Debunking myths about cancer
Tuesday, 4 February 2014
University of Newcastle researchers are debunking myths as they pave the way forward in cancer research.
A world free of breast cancer
Named one of the hottest Top 10 researchers in the world by Thomson Scientific, Professor John Forbes AM has dedicated his life to reducing breast cancer mortality rates and improving the quality of life for women with the disease.
Among his world-leading achievements, Professor Forbes:
- Established that the breast cancer drug Anastrozole can reduce the chances of breast cancer in postmenopausal women by 53 per cent (findings published in the Lancet December 2013).
- Established that the breast cancer drug tamoxifen can be used for more than just successfully treating breast cancer – it can also be used in prevention of the disease
Genetic testing for hereditary cancer
At the forefront of the emerging field of developing patient-tailored treatments based on genetic analysis are Geneticist Professor Rodney Scott and computer scientist Professor Pablo Moscato.
Uniting the twin disciplines of mathematics and medicine, this duo act aim to develop the technology to quickly analyse patient data and tailor treatment to the individual.
Their major research achievements include:
- Detailed analysis of data over a number of years by his team has led to the identification of what they believe to be the 'genetic signature' of two new subtypes of breast cancer.
- A method to track the progression of cancer and Alzheimer's Disease in the brain.
Unlocking melanoma's resistance to chemotherapy
Dr Nicola Bowden has provided a possible explanation for why melanoma is largely resistant to chemotherapy. Her breakthrough work is shifting perceptions in the medical world by creating an understanding that melanomas are not like other forms of cancer.
"Chemotherapy usually works by attacking the DNA of a cancer cell and damaging it so badly that it dies," Bowden explains. "Normally, the DNA repair pathway in a cell will either fix damage, as it does when we get sunburnt, or 'tell' a cell to die when the damage is extreme. But in melanoma this pathway is dysfunctional, so chemotherapy has little or no effect and the cancerous cells continue to accumulate damage and grow."
Potentially the most significant drug this decade for melanoma treatment
Associate Professor Darren Shafren has demonstrated the effectiveness of a common cold virus (Coxsackievirus A21) as a potential treatment to kill cancer cells.
A cancer treatment drug developed by his team, known as CAVATAK, is potentially among the most significant immunotherapy drugs developed over the past decade for the treatment of melanoma.

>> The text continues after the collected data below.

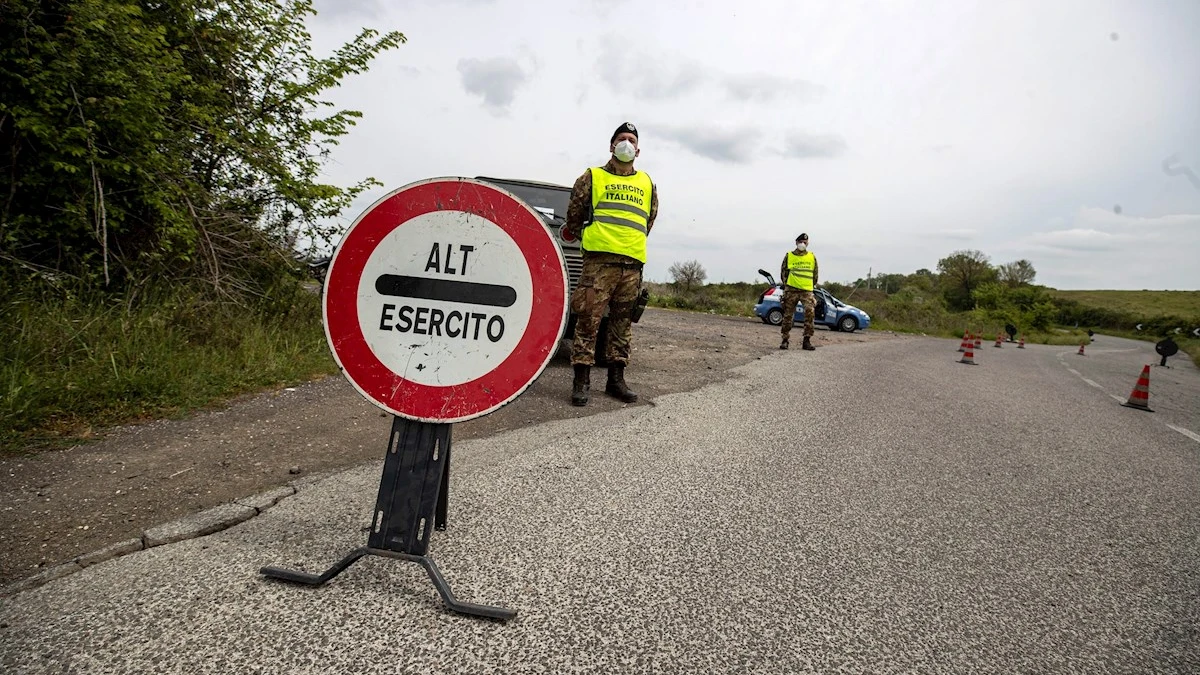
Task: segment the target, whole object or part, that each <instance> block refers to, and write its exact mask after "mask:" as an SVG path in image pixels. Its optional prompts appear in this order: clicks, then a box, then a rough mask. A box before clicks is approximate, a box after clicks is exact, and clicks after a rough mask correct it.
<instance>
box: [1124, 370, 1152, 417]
mask: <svg viewBox="0 0 1200 675" xmlns="http://www.w3.org/2000/svg"><path fill="white" fill-rule="evenodd" d="M1121 405H1122V406H1124V407H1127V408H1135V410H1144V411H1146V412H1154V411H1152V410H1150V366H1148V365H1144V366H1142V368H1141V376H1140V377H1138V383H1136V384H1134V386H1133V392H1132V393H1130V394H1129V400H1128V401H1126V402H1123V404H1121Z"/></svg>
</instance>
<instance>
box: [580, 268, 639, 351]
mask: <svg viewBox="0 0 1200 675" xmlns="http://www.w3.org/2000/svg"><path fill="white" fill-rule="evenodd" d="M641 288H642V268H641V267H640V265H638V267H634V265H625V264H620V263H607V262H598V261H589V259H587V258H583V271H582V273H580V283H578V286H576V287H575V293H574V294H572V295H571V311H572V312H575V316H576V318H575V342H574V345H572V346H571V365H595V347H596V333H598V331H599V329H600V319H601V318H602V317H604V310H605V307H608V335H607V340H606V342H607V347H606V348H605V356H606V357H607V359H608V363H611V364H617V365H629V347H630V342H631V341H632V339H634V330H632V313H634V304H635V303H636V301H637V292H638V291H641Z"/></svg>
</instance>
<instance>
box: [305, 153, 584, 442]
mask: <svg viewBox="0 0 1200 675" xmlns="http://www.w3.org/2000/svg"><path fill="white" fill-rule="evenodd" d="M446 210H454V211H466V213H470V214H475V215H478V216H480V217H485V219H487V220H488V221H491V222H492V223H494V225H496V226H498V227H500V228H502V229H503V231H504V232H505V233H508V234H509V237H511V238H512V240H514V241H516V244H517V246H518V247H520V249H521V252H522V253H523V255H524V258H526V264H527V265H528V269H529V276H530V280H532V282H533V303H532V306H530V312H529V322H528V324H527V325H526V331H524V334H522V336H521V340H520V341H517V345H516V347H514V348H512V352H511V353H510V354H509V356H508V358H505V359H504V362H502V363H500V364H499V365H497V366H496V368H493V369H492V370H491V371H488V372H487V374H485V375H482V376H480V377H478V378H475V380H472V381H469V382H463V383H461V384H454V386H448V387H437V386H430V384H420V383H418V382H413V381H410V380H407V378H404V377H403V376H401V375H398V374H395V372H392V371H391V370H390V369H389V368H388V366H386V365H384V364H383V362H380V360H379V359H378V358H377V357H376V356H374V352H373V351H372V350H371V347H370V345H368V344H367V341H366V337H365V335H364V334H362V322H361V321H360V317H359V316H358V289H359V286H360V283H361V279H362V271H364V268H365V265H366V262H367V259H368V258H370V257H371V255H372V253H373V252H374V250H376V247H377V246H378V245H379V243H380V241H382V240H383V239H384V238H385V237H386V235H388V234H390V233H391V232H394V231H395V229H396V228H398V227H402V226H403V225H404V223H406V222H408V221H409V220H412V219H414V217H416V216H420V215H425V214H428V213H433V211H446ZM547 258H552V259H556V261H557V262H558V264H557V267H556V269H557V271H558V275H557V279H553V280H550V279H545V277H544V276H545V275H542V276H539V275H538V274H536V270H539V269H544V268H545V267H546V265H544V264H541V263H539V262H536V261H539V259H541V261H545V259H547ZM566 287H568V280H566V270H565V264H564V261H563V253H562V251H560V250H559V249H558V246H557V245H556V244H554V241H553V239H552V234H551V233H550V231H548V229H547V228H546V226H545V222H544V221H542V219H541V216H539V215H538V214H536V213H534V211H533V209H530V208H529V207H528V205H526V204H524V202H521V201H520V199H517V198H516V197H515V196H512V195H510V193H509V192H506V191H504V190H502V189H499V187H497V186H494V185H491V184H486V183H482V181H479V180H474V179H469V178H458V177H454V178H431V179H426V180H420V181H416V183H410V184H408V185H404V186H402V187H398V189H396V190H394V191H391V192H389V193H388V195H385V196H384V197H382V198H380V199H379V201H377V202H376V203H374V204H372V205H371V207H370V208H368V209H367V210H366V211H364V213H362V214H361V215H360V216H359V217H358V219H356V220H355V221H354V223H353V225H350V228H349V229H348V231H347V232H346V235H344V237H343V238H342V240H341V241H340V243H338V245H337V250H336V251H335V252H334V257H332V259H331V261H330V265H329V271H328V273H326V277H325V288H324V297H323V298H322V305H323V312H324V323H325V337H326V340H328V341H329V347H330V351H331V352H332V354H334V359H335V360H336V362H337V365H338V368H340V369H341V370H342V374H343V375H344V376H346V378H347V380H348V381H349V382H350V384H353V386H354V388H355V389H358V390H359V393H360V394H362V395H364V396H365V398H366V399H367V400H370V401H372V402H373V404H376V405H377V406H379V407H382V408H384V410H385V411H388V412H390V413H392V414H396V416H400V417H404V418H408V419H415V420H419V422H431V423H454V422H463V420H467V419H473V418H476V417H481V416H485V414H487V413H490V412H493V411H496V410H497V408H499V407H502V406H504V405H505V404H508V402H509V401H511V400H512V399H515V398H516V396H517V395H518V394H521V393H522V392H523V390H524V389H527V388H528V387H529V384H532V383H533V381H534V380H536V377H538V376H539V375H540V374H541V372H542V371H544V370H545V368H546V365H547V364H548V363H550V359H551V358H552V357H553V354H554V350H556V348H557V345H558V340H559V339H560V337H562V334H563V330H564V328H565V324H566V316H568V313H566V301H565V300H566ZM556 315H557V316H556ZM335 327H336V329H335ZM551 328H553V330H551ZM335 334H336V335H335ZM550 337H552V339H550ZM450 413H452V414H450Z"/></svg>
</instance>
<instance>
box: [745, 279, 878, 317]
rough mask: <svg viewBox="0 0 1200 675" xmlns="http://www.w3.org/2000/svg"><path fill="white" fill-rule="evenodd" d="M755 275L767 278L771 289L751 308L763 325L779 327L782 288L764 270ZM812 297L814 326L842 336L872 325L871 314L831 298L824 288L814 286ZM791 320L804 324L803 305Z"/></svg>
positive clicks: (803, 308)
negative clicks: (766, 277) (823, 325)
mask: <svg viewBox="0 0 1200 675" xmlns="http://www.w3.org/2000/svg"><path fill="white" fill-rule="evenodd" d="M758 274H761V275H763V276H766V277H767V281H768V282H770V287H769V288H767V289H766V291H763V292H762V293H761V294H760V295H758V304H756V305H755V306H754V313H755V315H757V316H758V318H761V319H762V322H763V323H769V324H770V325H782V323H784V285H782V283H775V277H774V276H772V275H770V273H768V271H767V270H764V269H760V270H758ZM812 294H814V295H816V300H817V305H816V307H815V311H814V316H812V324H814V325H824V327H827V328H829V330H841V331H845V333H853V331H856V330H865V329H866V328H868V327H869V325H871V316H870V315H868V313H866V312H864V311H863V310H860V309H858V307H856V306H853V305H847V304H846V303H842V301H841V300H839V299H838V298H834V297H833V295H832V294H830V293H829V292H828V291H826V289H824V288H821V287H817V288H816V289H815V291H814V292H812ZM792 319H793V321H794V322H796V323H804V305H802V304H799V303H797V305H796V313H794V315H792Z"/></svg>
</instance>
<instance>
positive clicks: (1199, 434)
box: [1168, 424, 1200, 443]
mask: <svg viewBox="0 0 1200 675" xmlns="http://www.w3.org/2000/svg"><path fill="white" fill-rule="evenodd" d="M1168 426H1170V428H1171V429H1174V430H1176V431H1178V432H1180V434H1183V435H1184V436H1187V437H1188V438H1192V440H1193V441H1195V442H1196V443H1200V434H1196V432H1194V431H1188V430H1187V429H1184V428H1182V426H1176V425H1174V424H1168Z"/></svg>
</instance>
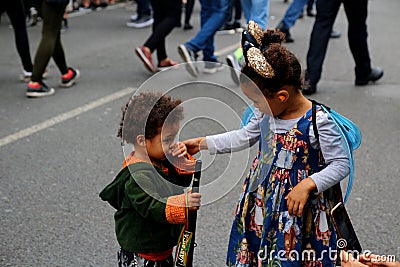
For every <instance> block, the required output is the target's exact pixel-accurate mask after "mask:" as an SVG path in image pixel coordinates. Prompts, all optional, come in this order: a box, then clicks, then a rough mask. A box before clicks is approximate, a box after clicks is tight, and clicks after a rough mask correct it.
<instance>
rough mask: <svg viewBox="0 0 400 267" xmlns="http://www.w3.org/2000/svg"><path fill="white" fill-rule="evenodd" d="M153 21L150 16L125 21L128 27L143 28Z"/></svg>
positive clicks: (130, 27) (151, 24) (153, 21)
mask: <svg viewBox="0 0 400 267" xmlns="http://www.w3.org/2000/svg"><path fill="white" fill-rule="evenodd" d="M153 23H154V19H153V18H152V17H151V16H144V17H141V18H138V19H136V20H134V21H129V22H127V23H126V26H128V27H129V28H144V27H148V26H150V25H152V24H153Z"/></svg>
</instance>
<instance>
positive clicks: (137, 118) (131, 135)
mask: <svg viewBox="0 0 400 267" xmlns="http://www.w3.org/2000/svg"><path fill="white" fill-rule="evenodd" d="M181 103H182V101H181V100H180V99H177V98H172V97H170V96H167V95H163V94H161V93H140V94H139V95H134V96H132V97H131V98H130V99H129V101H128V102H127V103H126V105H125V106H124V107H123V108H122V119H121V122H120V124H119V125H120V127H119V129H118V134H117V137H120V138H121V143H122V144H124V143H125V142H126V143H128V144H135V143H136V137H137V136H138V135H140V134H144V136H145V138H146V139H151V138H153V137H154V136H156V135H157V134H159V133H160V131H161V127H162V126H163V124H164V123H165V122H166V120H167V117H168V123H174V122H179V121H180V120H182V119H183V108H182V106H179V105H180V104H181Z"/></svg>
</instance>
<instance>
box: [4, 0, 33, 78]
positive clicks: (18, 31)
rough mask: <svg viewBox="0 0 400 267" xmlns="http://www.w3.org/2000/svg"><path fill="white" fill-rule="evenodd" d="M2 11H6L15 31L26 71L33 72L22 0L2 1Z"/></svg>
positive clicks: (20, 54)
mask: <svg viewBox="0 0 400 267" xmlns="http://www.w3.org/2000/svg"><path fill="white" fill-rule="evenodd" d="M0 11H6V12H7V15H8V17H9V19H10V21H11V25H12V27H13V30H14V36H15V44H16V47H17V51H18V54H19V57H20V58H21V62H22V66H23V67H24V70H25V71H28V72H32V59H31V53H30V51H29V40H28V33H27V31H26V20H25V11H24V5H23V2H22V0H12V1H8V0H7V1H2V2H1V6H0Z"/></svg>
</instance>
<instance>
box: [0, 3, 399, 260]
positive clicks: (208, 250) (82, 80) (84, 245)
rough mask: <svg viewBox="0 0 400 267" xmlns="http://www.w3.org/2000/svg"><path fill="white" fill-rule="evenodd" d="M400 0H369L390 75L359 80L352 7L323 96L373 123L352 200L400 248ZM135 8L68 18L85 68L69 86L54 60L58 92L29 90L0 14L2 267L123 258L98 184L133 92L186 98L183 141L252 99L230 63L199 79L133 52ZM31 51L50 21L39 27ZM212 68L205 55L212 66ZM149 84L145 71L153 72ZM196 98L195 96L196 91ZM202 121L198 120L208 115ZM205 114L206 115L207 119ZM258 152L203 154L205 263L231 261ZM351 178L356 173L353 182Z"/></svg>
mask: <svg viewBox="0 0 400 267" xmlns="http://www.w3.org/2000/svg"><path fill="white" fill-rule="evenodd" d="M286 7H287V4H284V3H283V1H280V0H272V1H271V14H270V16H271V19H270V22H269V26H270V27H274V26H276V25H277V24H278V22H279V18H280V17H281V16H282V15H283V13H284V11H285V9H286ZM399 10H400V2H399V1H397V0H380V1H377V0H372V1H370V2H369V17H368V24H369V28H368V29H369V45H370V51H371V58H372V62H373V64H374V65H376V66H382V67H383V68H384V70H385V76H384V77H383V79H382V80H381V81H379V82H377V83H376V84H374V85H369V86H366V87H355V86H354V85H353V84H354V74H353V64H354V63H353V60H352V57H351V54H350V50H349V48H348V44H347V38H346V36H345V35H346V34H345V33H346V29H347V21H346V18H345V16H344V11H343V10H341V11H340V13H339V16H338V18H337V21H336V23H335V29H337V30H339V31H341V32H342V35H343V36H342V37H341V38H339V39H335V40H331V42H330V44H329V50H328V55H327V57H326V60H325V64H324V71H323V76H322V80H321V82H320V84H319V87H318V94H316V95H315V98H317V99H318V100H320V101H322V102H324V103H326V104H328V105H331V106H333V107H335V110H337V111H339V112H341V113H342V114H344V115H347V116H348V117H350V118H351V119H352V120H353V121H355V122H356V123H357V124H358V125H359V126H360V128H361V130H362V133H363V142H362V145H361V147H360V148H359V149H358V150H357V151H356V152H355V160H356V171H355V182H354V187H353V191H352V194H351V196H350V200H349V202H348V211H349V213H350V216H351V218H352V220H353V223H354V226H355V228H356V231H357V233H358V235H359V238H360V241H361V244H362V245H363V247H364V249H369V250H371V251H373V252H375V253H380V254H385V255H396V257H397V258H398V257H400V234H399V232H400V226H399V224H398V222H397V221H398V220H399V218H400V212H399V204H398V203H399V201H400V197H399V192H398V191H399V188H400V179H399V178H400V177H399V173H400V167H399V159H400V157H399V152H400V149H399V143H400V117H399V114H400V104H399V103H400V102H399V100H400V87H399V86H400V78H399V76H398V73H399V72H400V63H399V62H400V61H399V58H400V50H399V49H398V43H399V41H400V37H399V35H398V33H399V29H398V25H399V23H400V18H399V16H398V11H399ZM198 12H199V3H198V2H197V3H196V8H195V11H194V15H193V18H192V22H193V24H194V25H195V29H194V30H193V31H189V32H186V31H183V30H182V29H179V28H177V29H175V30H174V31H173V33H172V34H171V36H170V37H169V38H168V40H167V48H168V52H169V55H170V56H171V57H172V58H173V59H178V58H179V57H178V54H177V52H176V47H177V46H178V45H179V44H180V43H182V42H184V41H185V40H188V39H190V38H191V36H192V35H193V34H194V33H195V32H196V30H197V29H198V28H199V15H198ZM132 13H133V11H132V7H131V6H130V5H127V6H125V5H124V4H122V5H118V6H115V7H114V8H110V9H108V10H103V11H101V12H93V13H90V14H86V15H83V16H73V17H71V18H70V20H69V22H70V29H69V30H68V31H67V32H66V33H64V34H63V36H62V39H63V44H64V48H65V50H66V54H67V61H68V63H69V64H70V65H71V66H74V67H77V68H79V69H80V70H81V74H82V76H81V79H80V80H79V82H78V84H77V85H76V86H74V87H72V88H70V89H61V88H60V87H59V86H58V83H59V82H60V81H59V79H60V78H59V73H58V71H57V68H56V67H55V65H54V63H53V62H51V64H50V77H49V78H48V79H47V83H48V84H49V85H51V86H54V87H55V89H56V94H55V95H54V96H52V97H48V98H43V99H27V98H26V97H25V84H24V83H21V82H19V81H18V74H19V72H20V70H21V64H20V61H19V58H18V56H17V53H16V49H15V46H14V39H13V32H12V30H11V29H10V28H9V26H8V22H7V19H4V17H3V18H2V21H1V24H0V36H1V39H0V92H1V97H0V266H115V265H116V251H117V249H118V245H117V242H116V239H115V235H114V226H113V224H114V222H113V216H112V215H113V212H114V211H113V210H112V208H111V207H110V206H109V205H107V204H106V203H103V202H102V201H101V200H100V199H99V197H98V193H99V191H100V190H101V189H102V188H103V187H104V185H105V184H107V183H108V182H109V181H111V180H112V179H113V177H114V175H115V174H116V173H117V172H118V170H119V169H120V167H121V163H122V161H123V157H124V150H123V149H121V147H120V142H119V140H118V139H117V138H116V136H115V135H116V131H117V128H118V125H119V121H120V116H121V114H120V113H121V112H120V109H121V107H122V106H123V105H124V104H125V102H126V101H127V99H128V98H129V95H131V94H132V93H133V92H134V91H136V90H138V88H139V90H140V91H146V90H162V91H167V90H168V91H169V92H170V93H171V94H172V95H177V96H179V97H181V98H182V99H183V100H185V101H187V102H185V103H186V105H185V114H186V117H185V121H184V123H183V126H184V127H183V129H182V131H181V133H180V139H181V140H183V139H185V138H189V137H194V136H198V135H204V134H211V133H218V132H222V131H224V129H235V128H237V127H238V125H239V117H238V116H237V114H240V112H241V110H242V109H243V107H244V106H245V101H247V100H246V99H245V98H244V97H243V95H242V94H241V92H240V89H239V88H237V87H236V86H235V85H234V83H233V82H232V81H231V80H230V76H229V70H228V69H227V68H225V69H224V70H223V71H222V72H219V73H218V74H215V75H210V76H206V75H200V77H199V79H197V80H194V79H193V78H192V77H190V76H189V75H188V74H187V73H186V71H185V69H184V67H183V66H180V67H179V68H178V69H176V70H173V71H171V72H166V73H163V72H162V73H160V74H158V75H156V76H154V77H153V78H152V79H150V80H148V79H149V78H150V77H151V76H150V74H148V73H147V72H146V71H145V69H144V68H143V65H142V63H141V62H139V60H138V59H137V58H136V56H135V55H134V51H133V50H134V48H135V47H136V46H139V45H141V44H142V43H143V42H144V40H145V39H146V38H147V37H148V35H149V32H150V29H149V28H145V29H129V28H127V27H126V26H125V22H126V20H127V19H128V18H129V16H130V15H131V14H132ZM312 24H313V19H312V18H308V17H307V18H304V19H300V20H299V21H298V22H297V24H296V25H295V27H294V28H293V29H292V35H293V37H294V38H295V43H293V44H289V45H288V47H289V48H290V49H292V50H293V51H294V52H295V53H296V55H298V57H299V59H300V60H301V62H302V64H303V65H304V62H305V55H306V52H307V47H308V38H309V33H310V32H311V28H312ZM29 37H30V41H31V53H32V57H33V56H34V54H35V51H36V48H37V45H38V41H39V38H40V26H39V27H34V28H29ZM239 40H240V35H239V34H235V35H218V36H217V37H216V50H217V51H218V52H219V54H220V55H221V59H222V60H224V56H225V55H226V54H227V53H228V52H230V51H232V49H233V48H234V47H235V44H238V43H239ZM201 67H202V65H200V68H201ZM145 81H146V82H145ZM192 101H193V102H192ZM196 117H197V119H194V118H196ZM199 117H201V119H199ZM254 155H255V150H254V148H253V149H250V150H246V151H243V152H242V153H236V154H232V155H225V156H222V155H219V156H217V157H212V156H209V155H208V154H207V153H203V154H202V155H201V157H202V158H203V159H204V161H205V162H206V164H205V166H206V169H205V170H204V172H203V178H204V179H203V180H202V183H203V187H202V188H201V189H200V190H201V192H203V194H204V202H203V203H206V205H204V206H203V207H202V208H201V210H200V211H199V212H198V223H197V237H196V240H197V244H198V246H197V248H196V250H195V266H213V267H214V266H224V262H225V254H226V248H227V243H228V238H229V230H230V227H231V221H232V218H233V213H234V209H235V205H236V201H237V199H238V196H239V192H240V183H241V178H242V176H243V175H244V174H245V173H246V169H247V167H246V163H247V161H248V160H249V159H251V158H252V157H253V156H254ZM343 185H346V181H345V182H344V183H343Z"/></svg>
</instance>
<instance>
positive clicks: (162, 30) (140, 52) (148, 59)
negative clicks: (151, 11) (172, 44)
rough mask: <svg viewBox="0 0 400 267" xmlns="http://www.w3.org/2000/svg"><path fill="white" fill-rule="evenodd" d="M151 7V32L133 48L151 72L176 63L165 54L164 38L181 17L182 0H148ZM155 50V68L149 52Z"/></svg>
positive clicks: (174, 26) (166, 66)
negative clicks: (153, 18) (134, 47)
mask: <svg viewBox="0 0 400 267" xmlns="http://www.w3.org/2000/svg"><path fill="white" fill-rule="evenodd" d="M150 3H151V6H152V8H153V17H154V23H153V32H152V34H151V36H150V37H149V38H148V39H147V41H146V42H145V43H144V45H142V46H141V47H137V48H136V49H135V53H136V55H137V56H138V57H139V58H140V60H141V61H142V62H143V64H144V66H145V67H146V69H147V70H148V71H150V72H151V73H155V72H157V70H158V69H163V68H164V69H165V68H168V67H172V66H175V65H177V64H178V62H176V61H173V60H172V59H170V58H169V57H168V56H167V51H166V49H165V38H166V37H167V36H168V34H170V33H171V31H172V30H173V29H174V28H175V27H176V25H178V23H179V21H180V18H181V11H182V0H163V1H157V0H150ZM154 50H157V60H158V65H157V68H156V67H155V66H154V64H153V60H152V56H151V54H152V53H153V52H154Z"/></svg>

A Phase 2 trial is currently underway in the US with late-stage melanoma patients while a separate trial is assessing the multiple intravenous dosing of CAVATAK in patients with tumours including prostate, lung or metastatic bladder cancers.
Blocking the path of melanoma
One of the world's most eminent researchers in skin cancer, Professor Xu Dong Zhang has discovered a molecular pathway that has the potential to save the lives of people diagnosed with melanoma, the most dangerous form of skin cancer.
In 2013, Professor Zhang was the Chief Investigator for an international collaboration that unearthed a molecular pathway that plays an important role in the development of melanoma and its resistance to treatment.
The world's largest prostate cancer trials
Professor Jim Denham has a distinguished track record in clinical cancer research having successfully coordinated many trials in the pursuit of improved treatments for people with cancers such as oesophageal, head and neck, breast and prostate.
Professor Denham's current research in prostate cancer illustrates the real contribution he is making to cancer treatment world-wide. Jim is coordinating one of the world's largest prostate cancer trials which has shown that a hormone therapy given to men with localised but inoperable prostate cancer a few months before radiotherapy can help stop their cancer returning after treatment and reduce cancer deaths.
Improving the quality of end-of-life care
Professor Sanson-Fisher is working on a number of ground-breaking research projects to change the mindset of dealing with illness and dying.
His research is setting the global benchmark for clinical practice guidelines and training for doctors to help reduce the emotional impact of terminal illnesses on patients and their families. This includes spearheading a research project that analyses international approaches and cultural differences to end-of-life care, a study identifying communication and perception gaps between doctors, patients and families, as well as developing an internet-based system that keeps patients, families and caregivers on the same page.
New treatment for acute myeloid leukaemia
Dr Kathryn Skelding is an early career researcher with a focus on understanding cancer cell biology, specifically how cancer cells proliferate, metastasise, and develop resistance to chemotherapeutics.
If these processes can be better understood, new targeted anti-cancer therapies can be discovered.